Betting on overseas racing made up the majority of turnover, as it grew 11% year-on-year to $82m.
Sports turnover growth was slower, rising 7% to $68m, but Tab NZ noted that September 2019 had been a particularly active sports betting month because of the Rugby World Cup. While rugby revenue was down 70%, the expanded number of sporting leagues in action during the month ensured sports turnover still posted year-on-year growth.
This packed sporting calendar meant the list of events which attracted the most wagers was diverse, led by a UFC fight between Israel Adesanya and Paulo Costa, with $682,000 in bets, but also including six NRL matches, two NBA games and one rugby union contest.
Domestic racing turnover posted the biggest year-on-year increase, rising 21% to $61m, thanks in part to large numbers of runners.
The most bet racing event was the Tarzino Trophy at Hastings, which saw punters stake $695,000.
This resulted in betting revenue of $34.6m – up 17.7% from 2019 and 26.3% from expectations – and turnover of $210.7m, 19.5% over budget and up 14.0% year-on-year. Profits from betting totalled $13.4m, 61.4% over budget.

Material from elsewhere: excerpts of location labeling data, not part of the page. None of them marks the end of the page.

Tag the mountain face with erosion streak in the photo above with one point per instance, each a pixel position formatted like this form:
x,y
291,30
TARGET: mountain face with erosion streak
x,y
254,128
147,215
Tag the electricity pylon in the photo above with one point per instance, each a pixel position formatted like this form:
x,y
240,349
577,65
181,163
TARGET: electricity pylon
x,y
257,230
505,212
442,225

Gaming profit, meanwhile, came to $2.0m, in line with budget with gaming venues in New Zealand open for the whole month after closures in August impacted earnings. It did not announce, however, its gaming revenue or turnover.
Tab NZ also paid $500,000 in Racing Integrity Unit (RIU) fees, up 20.0%
This meant net profit came to NZD$14.9m, 53.6% over budget
Tab NZ did reveal its operating expenses came to $9.5m, 2.8% less than budgeted and 19.2% less than in 2019. The operator paid an additional $800,000 in capital expenditure costs, much of which were on product development.

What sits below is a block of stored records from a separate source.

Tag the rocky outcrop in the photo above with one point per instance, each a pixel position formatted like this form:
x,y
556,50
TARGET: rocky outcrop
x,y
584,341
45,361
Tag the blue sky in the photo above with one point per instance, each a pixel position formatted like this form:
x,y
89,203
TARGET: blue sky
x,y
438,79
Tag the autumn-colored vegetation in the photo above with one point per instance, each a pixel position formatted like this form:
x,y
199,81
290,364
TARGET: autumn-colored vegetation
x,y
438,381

Tab NZ distributed $10.3m of its profits to racing industries, 9.6% above budget. Of this total, $8.3m was in its fixed monthly distribution, while it paid an additional $1.4m in offshore bookmaker commission fees, up 133.3% from budget, and $600,000 in betting duty repeal, up 20.0%.

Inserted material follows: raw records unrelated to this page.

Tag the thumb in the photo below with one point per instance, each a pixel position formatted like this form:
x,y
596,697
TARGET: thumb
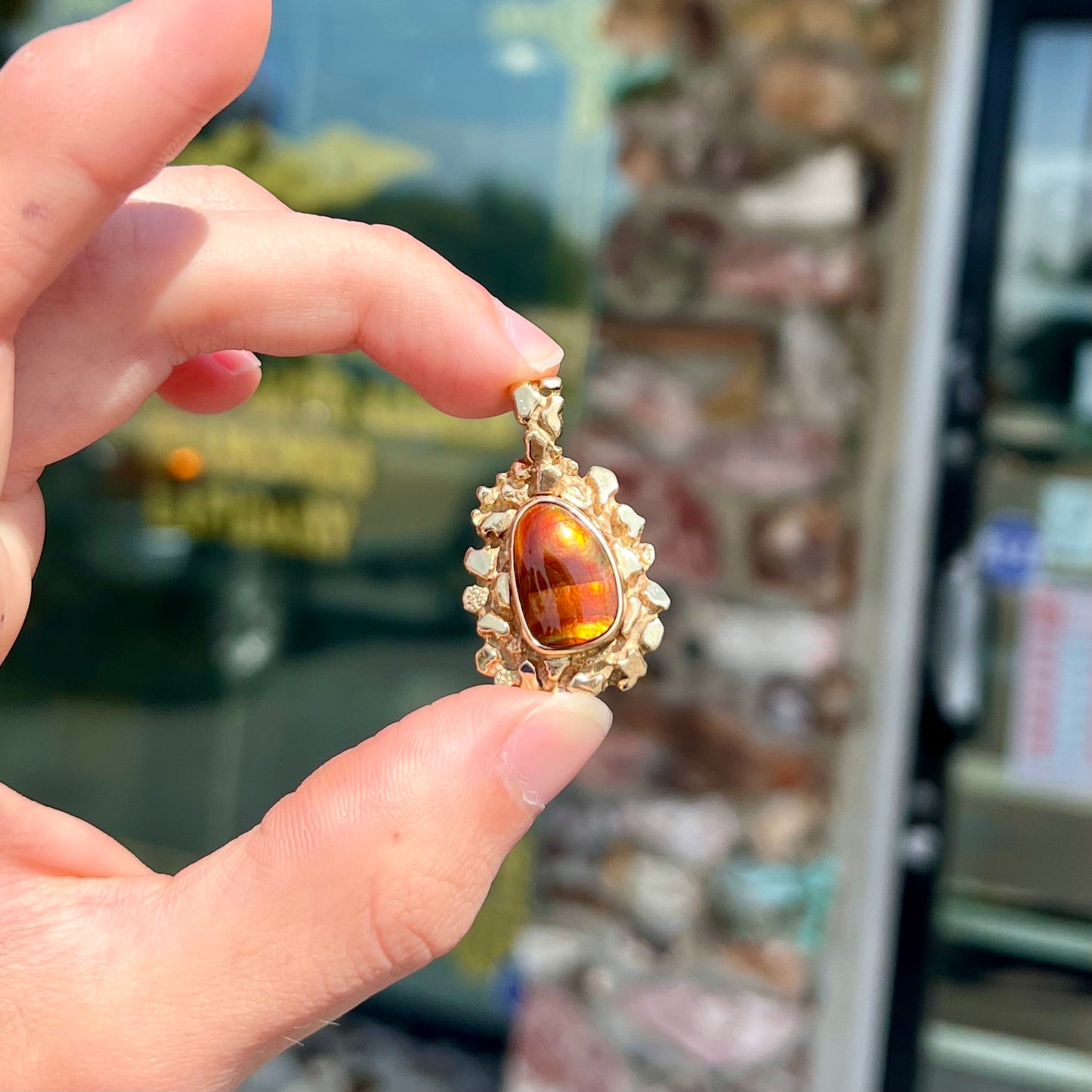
x,y
377,864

In August, Tab NZ’s first month of activity, the operator also exceeded expectations. It brought in $32.1m in revenue and made a profit of $12.8m.
Tab NZ was created in August to replace the Racing Industry Transition Agency, which itself replaced the New Zealand Racing Board a year earlier as part of a planned two-step racing reform process.
That process started with the Racing Reform Act, which came into effect in 2019, before the Racing Industry Bill was passed – creating Tab NZ – a month later than expected this year.